A couple of weeks ago I bumped into a fellow anthropologist and friend who is also doing his research in Candomble here in Bahia, but in a very different setting. Unlike me here in urban Salvador, the capitol of the state, with its population of almost 3 million, he lives on top of a hill in semi-rural Cachoeira across from the people he works with. Seeing how he lives, and coming back to Salvador to try to figure out where to live in the city, really made me realize how different our fieldwork situations are. Unless I decide to work with people from only one temple, which is not what I have been planning to do the people I will be working with will be scattered all around the large city (and besides even the people who frequent one temple tend to travel to it from opposite ends of the city). So it seems that much of my time will be spent sitting on buses and the phone setting up meetings, or alternately moving from one neighborhood to another always trying to spend as much time with the people who live in the same neighborhood as I happen to be situated in at the moment. The first week and a half I was here I lived at a friend's mom's house in Paripe. She is initiated into Candomble and in result I had the opportunity to spend all my time there talking Candomble, but also, I didnt have much of a chance to do anything else. Paripe is located at the far end of Salvador, an hour's bus ride from the center. When you're there, you pretty much are there. In fact it wasnt until I managed to find a place in the center that I could really get down to contacting the other Candomble people I know here in Salvador.

But working in a city has its pros too. Most importantly of course because of my particular research interests on how and why people get involved in particular Candomble temples when faced with the broad variety provided by an urban context. But also simply because of the kind of life I can live here. Only this week there is a large DIASPORA conference in town that includes 7 African heads of state, Wangari Maathai, Stevie Wonder, Youssou N'Dour and many others as its guests, an African film festival, and plenty of concerts with people from all over the African diaspora performing. And on other weeks there are other fascinating things. And for once, unlike in Chicago where most of my time is spent in the library, I have the chance to enjoy these opportunities. Its wonderful to be going to the movies and the theatre again, training capoeira and reading fiction and even the newspaper in the mornings again. And of course just spending more time with friends too.

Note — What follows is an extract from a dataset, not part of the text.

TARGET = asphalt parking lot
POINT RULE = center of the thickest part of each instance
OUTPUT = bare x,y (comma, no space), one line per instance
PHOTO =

And in spite of these activities I have still been getting work on my research done too. For example I spent last weekend helping out and observing the preparations for a ceremony for Exu, known as a trickster messenger and mediator between humans and the orixa gods - probably one of the most impressive experiences I have had researching Candomble so far. I got to help out in cleaning the birds that were sacrificed for Exu and later on join in the sambas. I must have plucked the feathers off of at least 6 chicken last Saturday, so if I ever have to kill a chicken and prepare it for food at least I know how to. - And today I finally have my first interview scheduled for the afternoon, with many more to come in the next couple of weeks, before I plan to take some time off to do some traveling outside of Salvador. Things are going well, and life feels good.